Tens of millions of birds make their way over and through Toronto on their annual spring migration in April and May. It is estimated that more than a million of them end up injured or dead from collisions with windows in the Toronto area.
Many of the birds come from Central and South America and travel as far north as Canada’s boreal forest, which in Ontario extends north from Lake Superior, mostly north of the 50th parallel. They prefer to fly during the night, using natural light from the moon and stars to assist them with navigation.
Light pollution from urban areas obscures the natural light and draws them into the urban environments. As the birds try to make their way out of the city, they can be distracted by, and collide with, windows. Birds cannot distinguish between real and reflected habitat.
Residents can help minimize the risk of injury or death to migratory birds by taking steps such as the following:
• Turn off unnecessary lights at home and at work — especially when leaving work at the end of the day.
• Bird feeders that are close to a window should be set up within half a metre of the glass so birds leaving the feeder do not attain enough speed to injure themselves should they hit the glass.
• Residents of apartment or condominium buildings can speak with their property manager about taking measures such as using building lights that turn off automatically and installing a special film on windows to reduce reflection.

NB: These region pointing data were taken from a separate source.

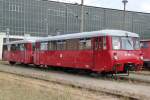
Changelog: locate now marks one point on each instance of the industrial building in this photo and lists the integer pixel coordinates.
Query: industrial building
(42, 18)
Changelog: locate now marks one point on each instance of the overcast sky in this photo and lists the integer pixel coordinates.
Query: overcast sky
(133, 5)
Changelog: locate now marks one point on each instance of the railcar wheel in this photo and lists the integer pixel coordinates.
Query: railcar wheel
(12, 62)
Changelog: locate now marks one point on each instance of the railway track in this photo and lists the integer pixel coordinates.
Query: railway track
(92, 84)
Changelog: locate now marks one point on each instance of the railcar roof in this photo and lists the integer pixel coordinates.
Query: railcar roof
(91, 34)
(146, 40)
(20, 41)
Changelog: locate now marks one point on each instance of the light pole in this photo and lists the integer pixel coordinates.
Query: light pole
(124, 12)
(82, 16)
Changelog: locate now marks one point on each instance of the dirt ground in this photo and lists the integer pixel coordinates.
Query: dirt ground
(14, 87)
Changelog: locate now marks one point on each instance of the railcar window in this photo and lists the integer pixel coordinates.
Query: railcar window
(52, 45)
(5, 48)
(44, 46)
(61, 45)
(144, 45)
(85, 44)
(72, 44)
(104, 43)
(116, 43)
(33, 46)
(13, 47)
(22, 47)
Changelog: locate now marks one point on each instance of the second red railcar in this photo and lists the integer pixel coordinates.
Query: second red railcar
(109, 51)
(19, 52)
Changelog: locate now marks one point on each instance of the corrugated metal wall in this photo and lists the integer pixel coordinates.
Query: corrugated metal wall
(37, 17)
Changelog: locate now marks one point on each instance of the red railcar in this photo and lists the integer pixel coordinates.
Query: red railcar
(112, 51)
(19, 52)
(145, 47)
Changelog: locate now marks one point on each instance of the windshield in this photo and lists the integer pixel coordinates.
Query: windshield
(125, 43)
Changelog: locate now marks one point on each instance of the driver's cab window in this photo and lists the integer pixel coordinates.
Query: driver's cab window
(100, 43)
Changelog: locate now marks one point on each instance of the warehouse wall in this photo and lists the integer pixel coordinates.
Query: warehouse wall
(39, 17)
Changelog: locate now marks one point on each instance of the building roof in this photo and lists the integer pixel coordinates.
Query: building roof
(21, 41)
(91, 34)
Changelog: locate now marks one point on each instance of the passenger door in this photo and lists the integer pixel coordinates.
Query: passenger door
(98, 53)
(37, 54)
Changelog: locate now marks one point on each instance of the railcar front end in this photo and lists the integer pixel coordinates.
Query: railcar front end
(126, 54)
(145, 47)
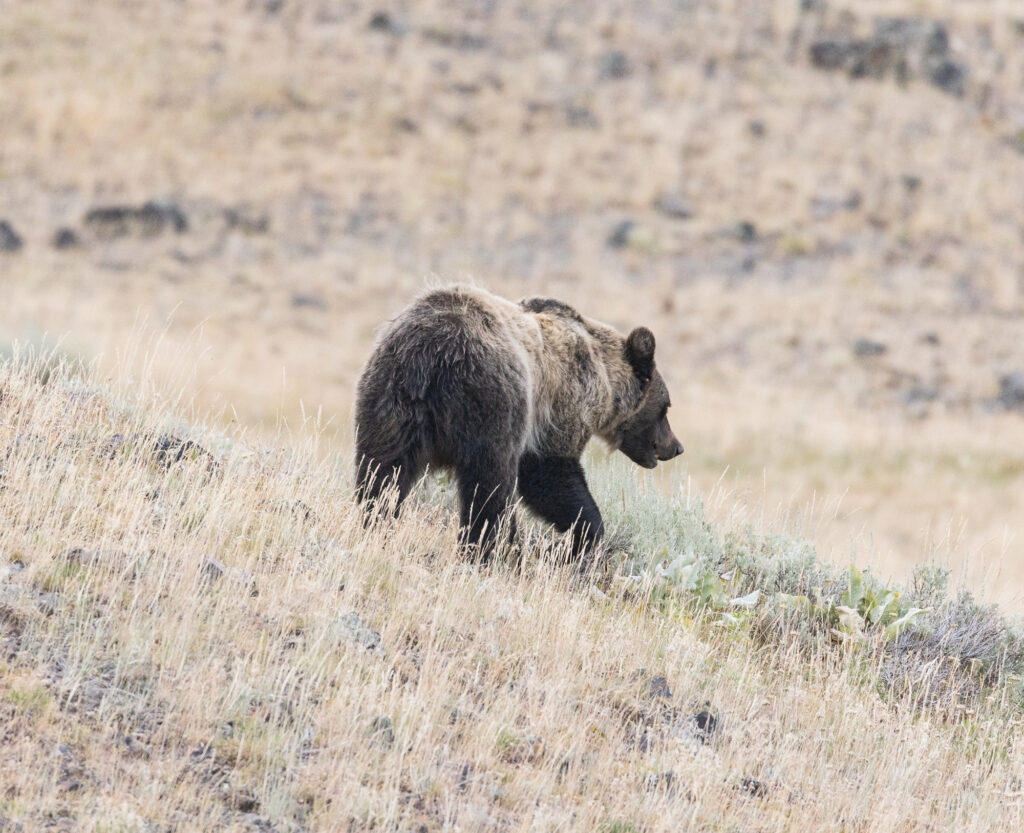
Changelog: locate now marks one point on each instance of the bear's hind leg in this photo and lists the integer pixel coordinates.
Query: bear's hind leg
(485, 493)
(555, 489)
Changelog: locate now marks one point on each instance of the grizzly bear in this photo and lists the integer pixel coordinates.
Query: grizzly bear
(506, 394)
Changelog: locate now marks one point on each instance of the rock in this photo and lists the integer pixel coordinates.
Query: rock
(705, 725)
(830, 54)
(384, 23)
(620, 237)
(212, 571)
(66, 239)
(350, 627)
(581, 118)
(463, 41)
(308, 300)
(147, 220)
(1011, 393)
(753, 787)
(901, 48)
(675, 205)
(865, 347)
(612, 66)
(910, 181)
(246, 220)
(949, 76)
(745, 232)
(10, 241)
(667, 783)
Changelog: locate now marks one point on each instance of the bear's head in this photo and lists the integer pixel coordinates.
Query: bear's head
(645, 436)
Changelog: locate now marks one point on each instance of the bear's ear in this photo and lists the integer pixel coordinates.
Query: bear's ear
(640, 352)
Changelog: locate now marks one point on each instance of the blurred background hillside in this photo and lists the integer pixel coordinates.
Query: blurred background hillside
(816, 205)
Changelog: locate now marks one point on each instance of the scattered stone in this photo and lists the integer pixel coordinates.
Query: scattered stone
(384, 23)
(349, 626)
(246, 220)
(1012, 390)
(674, 205)
(910, 181)
(403, 124)
(463, 41)
(921, 393)
(308, 300)
(612, 66)
(620, 237)
(949, 76)
(902, 48)
(147, 220)
(824, 207)
(581, 118)
(10, 241)
(745, 232)
(66, 239)
(866, 348)
(381, 734)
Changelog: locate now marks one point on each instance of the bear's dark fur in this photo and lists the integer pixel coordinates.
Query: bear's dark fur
(506, 393)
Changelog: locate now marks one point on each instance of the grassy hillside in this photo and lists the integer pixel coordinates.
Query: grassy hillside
(830, 262)
(197, 633)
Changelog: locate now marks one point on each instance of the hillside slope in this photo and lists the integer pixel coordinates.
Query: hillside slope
(198, 633)
(830, 260)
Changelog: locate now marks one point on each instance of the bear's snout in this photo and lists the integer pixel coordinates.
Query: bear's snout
(672, 449)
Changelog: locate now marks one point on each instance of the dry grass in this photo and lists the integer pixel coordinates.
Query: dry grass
(481, 141)
(211, 640)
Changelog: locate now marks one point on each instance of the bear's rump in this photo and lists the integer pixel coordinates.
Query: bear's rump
(467, 382)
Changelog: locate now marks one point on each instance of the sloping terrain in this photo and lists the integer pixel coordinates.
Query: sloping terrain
(814, 205)
(197, 632)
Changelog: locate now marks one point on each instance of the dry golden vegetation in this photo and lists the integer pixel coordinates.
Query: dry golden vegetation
(200, 636)
(198, 633)
(327, 157)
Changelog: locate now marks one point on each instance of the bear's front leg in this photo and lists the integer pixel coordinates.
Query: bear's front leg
(555, 488)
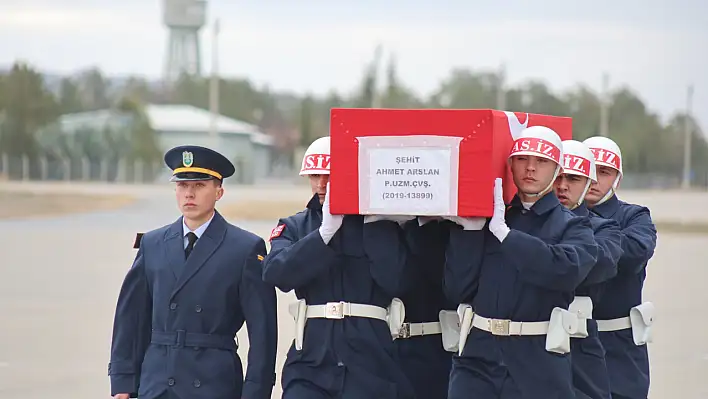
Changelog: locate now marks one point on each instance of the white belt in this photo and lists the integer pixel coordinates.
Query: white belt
(508, 327)
(419, 329)
(340, 310)
(622, 323)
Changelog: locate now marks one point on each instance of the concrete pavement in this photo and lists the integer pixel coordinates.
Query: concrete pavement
(59, 279)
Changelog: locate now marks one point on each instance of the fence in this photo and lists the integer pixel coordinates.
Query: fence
(23, 167)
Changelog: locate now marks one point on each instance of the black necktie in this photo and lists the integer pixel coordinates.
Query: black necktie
(191, 238)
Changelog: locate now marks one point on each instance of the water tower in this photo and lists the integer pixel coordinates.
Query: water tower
(184, 19)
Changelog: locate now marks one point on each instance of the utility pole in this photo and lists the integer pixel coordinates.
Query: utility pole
(501, 92)
(605, 106)
(214, 86)
(376, 97)
(687, 131)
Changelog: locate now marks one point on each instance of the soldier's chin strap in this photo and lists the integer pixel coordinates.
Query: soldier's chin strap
(548, 188)
(611, 192)
(582, 196)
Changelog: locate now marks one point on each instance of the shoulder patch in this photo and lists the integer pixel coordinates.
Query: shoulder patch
(276, 232)
(138, 238)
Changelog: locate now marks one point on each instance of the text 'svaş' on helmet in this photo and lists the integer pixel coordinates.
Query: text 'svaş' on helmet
(316, 158)
(539, 141)
(578, 160)
(606, 152)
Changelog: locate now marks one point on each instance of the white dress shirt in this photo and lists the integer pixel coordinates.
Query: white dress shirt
(199, 231)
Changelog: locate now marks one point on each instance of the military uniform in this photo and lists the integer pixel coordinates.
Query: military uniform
(422, 357)
(590, 376)
(350, 357)
(176, 318)
(627, 363)
(547, 253)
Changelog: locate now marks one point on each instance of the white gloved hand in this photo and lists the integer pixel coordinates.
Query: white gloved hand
(498, 225)
(330, 223)
(468, 223)
(400, 219)
(426, 219)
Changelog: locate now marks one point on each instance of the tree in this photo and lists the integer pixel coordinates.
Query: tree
(144, 142)
(69, 97)
(27, 106)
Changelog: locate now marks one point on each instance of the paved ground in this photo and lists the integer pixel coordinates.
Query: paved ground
(59, 279)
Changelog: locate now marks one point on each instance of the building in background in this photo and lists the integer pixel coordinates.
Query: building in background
(250, 150)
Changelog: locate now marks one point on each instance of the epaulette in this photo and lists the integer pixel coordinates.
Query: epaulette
(138, 238)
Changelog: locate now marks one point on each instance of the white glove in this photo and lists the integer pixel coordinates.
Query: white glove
(400, 219)
(498, 225)
(468, 223)
(426, 219)
(330, 223)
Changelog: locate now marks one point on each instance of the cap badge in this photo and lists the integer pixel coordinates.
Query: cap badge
(187, 159)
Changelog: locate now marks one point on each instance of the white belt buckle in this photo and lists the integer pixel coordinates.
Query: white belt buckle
(499, 327)
(405, 331)
(334, 310)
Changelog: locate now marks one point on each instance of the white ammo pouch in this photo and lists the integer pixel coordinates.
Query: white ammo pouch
(640, 320)
(300, 311)
(557, 330)
(409, 330)
(582, 307)
(450, 329)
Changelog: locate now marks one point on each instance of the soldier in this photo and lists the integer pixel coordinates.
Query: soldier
(423, 357)
(191, 286)
(515, 282)
(346, 272)
(588, 356)
(623, 320)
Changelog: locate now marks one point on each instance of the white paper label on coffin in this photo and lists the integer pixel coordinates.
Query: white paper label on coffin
(408, 175)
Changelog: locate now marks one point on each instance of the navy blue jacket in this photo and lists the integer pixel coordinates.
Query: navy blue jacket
(590, 376)
(424, 360)
(546, 255)
(627, 364)
(363, 263)
(175, 331)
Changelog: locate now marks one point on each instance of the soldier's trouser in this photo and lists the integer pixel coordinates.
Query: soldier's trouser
(590, 377)
(352, 389)
(168, 395)
(491, 381)
(303, 389)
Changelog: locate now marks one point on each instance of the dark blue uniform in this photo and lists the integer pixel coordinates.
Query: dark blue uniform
(173, 334)
(627, 363)
(547, 254)
(588, 356)
(423, 358)
(354, 357)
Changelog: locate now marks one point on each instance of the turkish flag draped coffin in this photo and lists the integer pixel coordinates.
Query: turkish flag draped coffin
(424, 162)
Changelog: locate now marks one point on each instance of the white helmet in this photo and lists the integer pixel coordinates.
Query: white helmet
(316, 158)
(579, 160)
(607, 153)
(539, 141)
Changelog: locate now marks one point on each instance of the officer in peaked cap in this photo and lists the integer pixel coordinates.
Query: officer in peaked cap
(193, 163)
(192, 286)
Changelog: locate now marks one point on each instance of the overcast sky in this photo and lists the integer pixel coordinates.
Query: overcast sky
(657, 47)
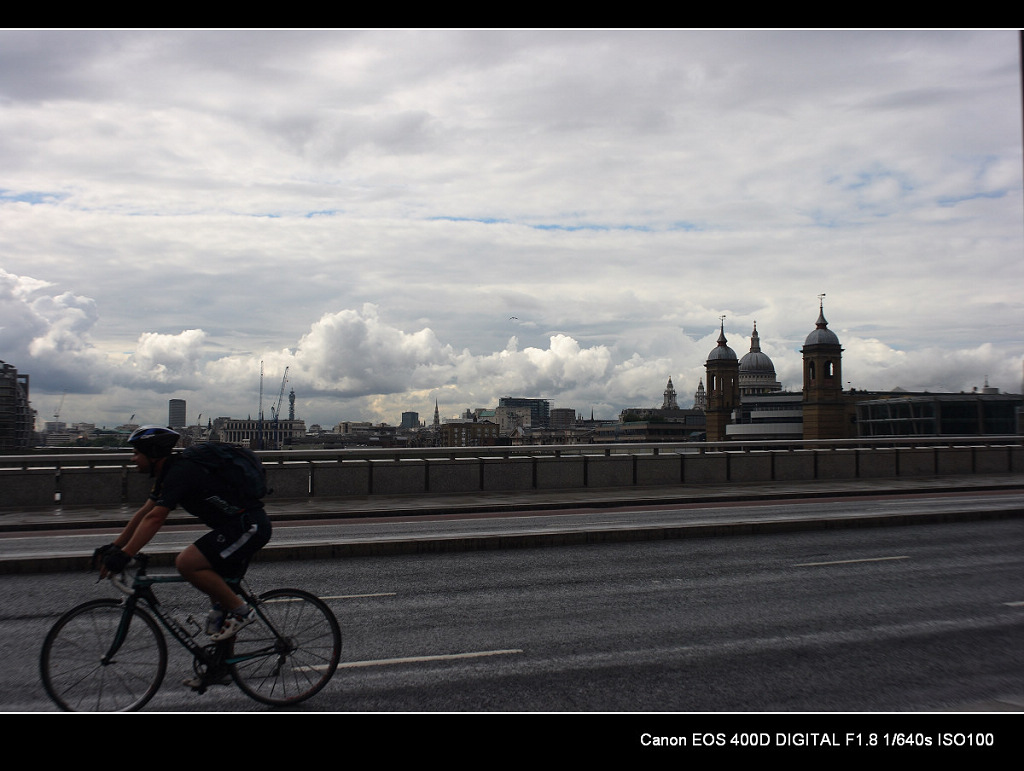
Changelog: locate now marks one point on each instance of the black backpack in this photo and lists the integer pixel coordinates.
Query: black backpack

Urban planners, policy makers, developers/builders, homeowners, tenants and businesses, including business improvement area organizations, can all play a part in reducing the number of bird fatalities. More information is available on the Toronto Green Standard website at bit.ly/1JtcWUf.
Downtown, where many of the collisions with glass occur, the security desk at Metro Hall, 55 John St., is a designated holding station for the Fatal Light Awareness Program (FLAP). FLAP volunteers transport the injured birds to the Toronto Wildlife Centre.
FLAP works to safeguard migratory birds in the urban environment through education, research, rescue and rehabilitation, with the vision of creating a 24-hour collision-free urban environment for migratory birds. More information about FLAP is available at flap.org.
Should a member of the public see a bird collide with a window and fall, or find an injured bird on the ground, the bird should be gently placed in an unwaxed paper bag or cardboard box, temporarily kept in a quiet, safe location and not given water or food.
The City of Toronto is currently working on two documents – Best Practices for Bird-Friendly Glass and Best Practices for Effective Lighting – that are expected to be published in advance of this year’s fall migration.
Toronto’s Bird-Friendly Guidelines are available at bit.ly/1ca2BBv.